Instagram’s parent company dismissed a report on Thursday that concluded the social media platform regularly recommends sexual videos to teenage girls’ accounts, arguing it does not reflect “reality.”
Tests carried out by Wall Street Journal and an academic researcher discovered over seven months that accounts of users as young as 13 almost immediately received raunchy content on Instagram Reels.
When teen accounts showed interest in raunchy videos, even racier content was recommended, including from adult sexual content creators.
Internal tests and an analysis previously carried out by Meta, the parent company of Instagram and Facebook, produced similar results, according to the Journal.
Meta spokesman Andy Stone said in a statement that the tests conducted by the Journal were an “artificial experiment” and suggested it “does not match the reality of how teens use Instagram.”
“We are committed to constantly improving and have dedicated teams focused on helping ensure teens see age-appropriate content on Instagram, including when they first join the platform,” said Stone.

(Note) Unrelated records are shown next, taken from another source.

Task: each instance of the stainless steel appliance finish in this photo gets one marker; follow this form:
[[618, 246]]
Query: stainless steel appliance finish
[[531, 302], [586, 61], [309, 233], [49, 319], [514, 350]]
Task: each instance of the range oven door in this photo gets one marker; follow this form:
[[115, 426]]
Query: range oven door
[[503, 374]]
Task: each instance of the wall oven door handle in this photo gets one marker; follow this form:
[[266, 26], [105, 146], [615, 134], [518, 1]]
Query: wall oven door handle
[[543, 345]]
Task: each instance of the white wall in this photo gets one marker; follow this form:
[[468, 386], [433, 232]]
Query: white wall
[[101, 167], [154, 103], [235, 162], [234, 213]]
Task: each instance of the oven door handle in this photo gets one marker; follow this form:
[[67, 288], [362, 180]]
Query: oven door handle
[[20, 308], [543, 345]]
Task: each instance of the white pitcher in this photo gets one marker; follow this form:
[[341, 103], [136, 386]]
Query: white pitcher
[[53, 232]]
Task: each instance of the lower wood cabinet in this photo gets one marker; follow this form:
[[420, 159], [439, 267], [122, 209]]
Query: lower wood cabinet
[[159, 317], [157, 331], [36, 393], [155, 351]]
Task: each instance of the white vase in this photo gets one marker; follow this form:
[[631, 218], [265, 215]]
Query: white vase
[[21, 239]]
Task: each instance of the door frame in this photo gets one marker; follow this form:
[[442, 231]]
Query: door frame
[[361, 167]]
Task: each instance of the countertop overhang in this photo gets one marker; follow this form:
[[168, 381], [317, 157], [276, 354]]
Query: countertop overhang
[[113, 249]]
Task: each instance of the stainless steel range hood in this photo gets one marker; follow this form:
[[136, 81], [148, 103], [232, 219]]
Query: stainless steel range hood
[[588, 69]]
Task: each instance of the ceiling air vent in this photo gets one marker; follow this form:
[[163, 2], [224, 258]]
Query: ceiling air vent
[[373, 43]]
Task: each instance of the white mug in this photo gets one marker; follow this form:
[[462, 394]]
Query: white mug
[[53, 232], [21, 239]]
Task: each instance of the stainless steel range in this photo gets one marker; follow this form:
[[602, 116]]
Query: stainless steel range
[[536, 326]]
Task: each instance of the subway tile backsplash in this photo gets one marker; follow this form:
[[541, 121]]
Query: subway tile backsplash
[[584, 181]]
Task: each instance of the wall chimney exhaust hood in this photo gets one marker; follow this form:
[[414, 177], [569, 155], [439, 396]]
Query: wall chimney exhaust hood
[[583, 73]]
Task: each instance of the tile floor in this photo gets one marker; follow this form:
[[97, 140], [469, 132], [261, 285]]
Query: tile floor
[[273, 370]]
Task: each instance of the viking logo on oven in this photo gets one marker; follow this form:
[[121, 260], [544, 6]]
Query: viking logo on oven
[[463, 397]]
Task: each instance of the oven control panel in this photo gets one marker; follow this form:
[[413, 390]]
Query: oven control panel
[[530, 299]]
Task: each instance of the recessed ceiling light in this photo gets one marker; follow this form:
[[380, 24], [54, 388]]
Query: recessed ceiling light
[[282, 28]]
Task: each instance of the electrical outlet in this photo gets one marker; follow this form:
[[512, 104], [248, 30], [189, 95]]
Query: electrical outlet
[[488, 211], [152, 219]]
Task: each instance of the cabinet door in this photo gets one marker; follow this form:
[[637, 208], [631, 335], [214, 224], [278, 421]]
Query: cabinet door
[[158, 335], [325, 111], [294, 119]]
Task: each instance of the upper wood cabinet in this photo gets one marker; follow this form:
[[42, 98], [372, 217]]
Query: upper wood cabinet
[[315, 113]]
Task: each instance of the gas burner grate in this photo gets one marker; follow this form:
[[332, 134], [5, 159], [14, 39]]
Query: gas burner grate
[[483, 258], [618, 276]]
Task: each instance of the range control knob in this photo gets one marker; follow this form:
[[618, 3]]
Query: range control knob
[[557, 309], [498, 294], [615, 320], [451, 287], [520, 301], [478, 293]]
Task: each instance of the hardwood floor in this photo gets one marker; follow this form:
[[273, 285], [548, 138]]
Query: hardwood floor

“As part of our long-standing work on youth issues, we have established an effort to further reduce the volume of sensitive content that teens can see on Instagram and have significantly reduced these numbers in recent months,” he added.
Meta announced in January that it was changing its approach to teen accounts, automatically placing them on the most restrictive content control settings and hiding age-inappropriate content.